Last Friday I had a cousin outing and cousin Jennifer, her 3.5-month-old girl Alexandra, her mom, my mom, my cousin Olivia, her two elementary-school-age daughters, myself, and Allie gathered at my cousin Diana’s house with her 2.5 yr old daughter Elle (where sisters Diana/Jennifer’s mom was babysitting), with plans to have sandwich lunch at the house and a walk to a nearby park. Allie was fine until Olivia and her 2 daughters got there; then the noise level of shrieking excited girls/women got to her as she was passed to Olivia and she started crying in the unfamiliar environment with the unfamiliar people and unfamiliar sounds and smells. I took her upstairs into a quiet room and Jennifer came up to keep me company, force me to eat (I was stress-nauseated and had no appetite at this point), comfort me. She brought me Allie’s pacifier and soon Allie fell asleep in my arms. I stayed up there until it was time to walk to the park. Half the people went on ahead and some of us stayed behind while I breastfed Allie, then we went. The rest of the day was decent, and I was happy to let my mom hold Allie and comfort her, doing her grandmother thing as Jennifer and I played like children on the playground at the advice of my mom. Even with random bouts (brain fart: that word looks weird) of crying, my mom and aunt thought Allie wasn’t acting abnormal or badly. Maybe it’s just me. Maybe I’m still traumatized with her first weeks of colicky behavior.

She took awhile to be put down last nite, cried, but I was feeling better and happy that it didn’t emotionally tear me up. Ultimately, after her 9pm feeding, she was asleep solidly by about 10:30pm.

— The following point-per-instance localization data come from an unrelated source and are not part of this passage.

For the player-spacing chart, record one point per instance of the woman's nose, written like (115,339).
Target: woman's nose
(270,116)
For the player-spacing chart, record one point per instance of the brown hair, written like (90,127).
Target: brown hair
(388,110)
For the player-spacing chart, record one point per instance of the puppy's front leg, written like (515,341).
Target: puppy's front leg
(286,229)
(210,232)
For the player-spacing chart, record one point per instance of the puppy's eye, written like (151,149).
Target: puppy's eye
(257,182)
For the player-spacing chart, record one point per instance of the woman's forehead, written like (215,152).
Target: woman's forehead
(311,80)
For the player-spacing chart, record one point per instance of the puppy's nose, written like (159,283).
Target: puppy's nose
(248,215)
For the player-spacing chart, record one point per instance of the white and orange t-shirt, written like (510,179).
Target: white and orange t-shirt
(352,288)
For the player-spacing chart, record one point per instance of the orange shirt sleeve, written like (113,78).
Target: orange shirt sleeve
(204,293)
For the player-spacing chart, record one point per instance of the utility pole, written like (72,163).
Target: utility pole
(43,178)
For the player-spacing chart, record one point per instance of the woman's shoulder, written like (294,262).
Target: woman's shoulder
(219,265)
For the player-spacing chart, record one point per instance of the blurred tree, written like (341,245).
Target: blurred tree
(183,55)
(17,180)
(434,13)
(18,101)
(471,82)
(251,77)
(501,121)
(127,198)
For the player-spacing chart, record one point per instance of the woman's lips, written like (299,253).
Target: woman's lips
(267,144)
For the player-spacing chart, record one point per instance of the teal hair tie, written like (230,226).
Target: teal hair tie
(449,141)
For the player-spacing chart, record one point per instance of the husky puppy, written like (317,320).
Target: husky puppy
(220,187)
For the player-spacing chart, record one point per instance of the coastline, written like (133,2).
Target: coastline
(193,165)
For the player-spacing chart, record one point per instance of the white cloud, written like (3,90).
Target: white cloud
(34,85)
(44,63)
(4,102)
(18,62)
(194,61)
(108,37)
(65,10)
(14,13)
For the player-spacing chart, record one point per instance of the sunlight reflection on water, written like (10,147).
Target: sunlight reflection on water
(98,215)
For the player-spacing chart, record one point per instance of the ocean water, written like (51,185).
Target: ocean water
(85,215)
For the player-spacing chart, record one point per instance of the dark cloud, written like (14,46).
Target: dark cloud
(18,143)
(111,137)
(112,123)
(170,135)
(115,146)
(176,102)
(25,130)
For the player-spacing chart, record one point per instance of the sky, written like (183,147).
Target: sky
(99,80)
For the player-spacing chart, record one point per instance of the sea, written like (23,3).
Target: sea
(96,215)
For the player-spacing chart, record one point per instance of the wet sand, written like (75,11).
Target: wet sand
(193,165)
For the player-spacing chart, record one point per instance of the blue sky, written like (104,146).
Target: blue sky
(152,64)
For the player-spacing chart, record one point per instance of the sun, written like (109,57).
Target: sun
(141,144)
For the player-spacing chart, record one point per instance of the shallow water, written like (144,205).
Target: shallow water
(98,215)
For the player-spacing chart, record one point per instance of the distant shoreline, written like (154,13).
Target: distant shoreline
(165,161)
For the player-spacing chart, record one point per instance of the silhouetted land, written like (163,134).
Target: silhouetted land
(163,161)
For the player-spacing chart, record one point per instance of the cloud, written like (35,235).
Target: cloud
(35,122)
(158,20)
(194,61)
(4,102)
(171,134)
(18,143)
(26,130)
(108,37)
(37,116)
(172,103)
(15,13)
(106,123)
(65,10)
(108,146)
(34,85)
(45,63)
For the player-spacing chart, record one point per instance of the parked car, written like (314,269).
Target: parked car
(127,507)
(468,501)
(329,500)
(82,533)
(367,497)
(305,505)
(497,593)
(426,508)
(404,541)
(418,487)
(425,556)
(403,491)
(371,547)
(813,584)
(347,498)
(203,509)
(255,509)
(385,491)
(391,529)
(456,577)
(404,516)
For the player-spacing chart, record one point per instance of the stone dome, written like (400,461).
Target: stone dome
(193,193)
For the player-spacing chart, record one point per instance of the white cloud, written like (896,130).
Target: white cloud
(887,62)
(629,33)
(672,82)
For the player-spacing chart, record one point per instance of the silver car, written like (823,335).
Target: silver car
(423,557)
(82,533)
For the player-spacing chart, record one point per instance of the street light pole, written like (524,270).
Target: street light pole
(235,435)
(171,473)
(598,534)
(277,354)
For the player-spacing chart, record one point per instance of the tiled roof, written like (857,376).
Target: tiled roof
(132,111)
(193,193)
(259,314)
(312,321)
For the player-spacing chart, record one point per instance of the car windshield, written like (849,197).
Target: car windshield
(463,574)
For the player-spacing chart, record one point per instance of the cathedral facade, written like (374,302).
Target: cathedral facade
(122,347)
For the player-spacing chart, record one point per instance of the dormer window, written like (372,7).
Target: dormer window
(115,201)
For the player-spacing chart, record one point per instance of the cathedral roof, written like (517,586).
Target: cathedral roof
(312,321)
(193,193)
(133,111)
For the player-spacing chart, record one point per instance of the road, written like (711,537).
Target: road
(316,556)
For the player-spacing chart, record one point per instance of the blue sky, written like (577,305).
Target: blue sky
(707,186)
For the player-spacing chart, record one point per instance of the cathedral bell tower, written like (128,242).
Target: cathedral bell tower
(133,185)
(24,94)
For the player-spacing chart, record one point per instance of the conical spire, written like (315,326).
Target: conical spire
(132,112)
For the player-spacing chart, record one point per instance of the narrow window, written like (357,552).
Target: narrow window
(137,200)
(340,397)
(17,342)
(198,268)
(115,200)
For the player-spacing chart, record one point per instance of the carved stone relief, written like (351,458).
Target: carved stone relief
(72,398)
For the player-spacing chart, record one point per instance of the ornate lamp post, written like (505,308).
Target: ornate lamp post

These are some photos from the Cousins’ Park Day on Friday. My mom told me in the car on the way back that I should wear some makeup so I don’t look like a “yellow-faced mama,” whatever that means in Chinese. I told her I don’t have time to spend on luxuries like that, and she said letting Allie cry for 2 mins while I made myself look decent wouldn’t kill her. Looking at the photos, I guess she’s right. Jennifer had time to look cute.

Olivia & Allie

The scene:

Being kids:

Alex: “hello, a camera!” Allie: “zzzzz”

(rest mouse pointers over photos for captions)

One of the most memorable things from this park day: Cousin Olivia came up to check on me and Jennifer after the Allie Overstimulation Meltdown, and stayed and counseled me about my postpartum crap. She said, “Of course when they’re older, you have to take some of their preferences and personalities into consideration, but right now, you’re boss. Don’t revolve your life and day and [tiptoe on eggshells] around her. Still do what you need to do; if she cries, that’s okay. Babies have starved to death, frozen to death, been overheated to death; no baby has yet cried to death.”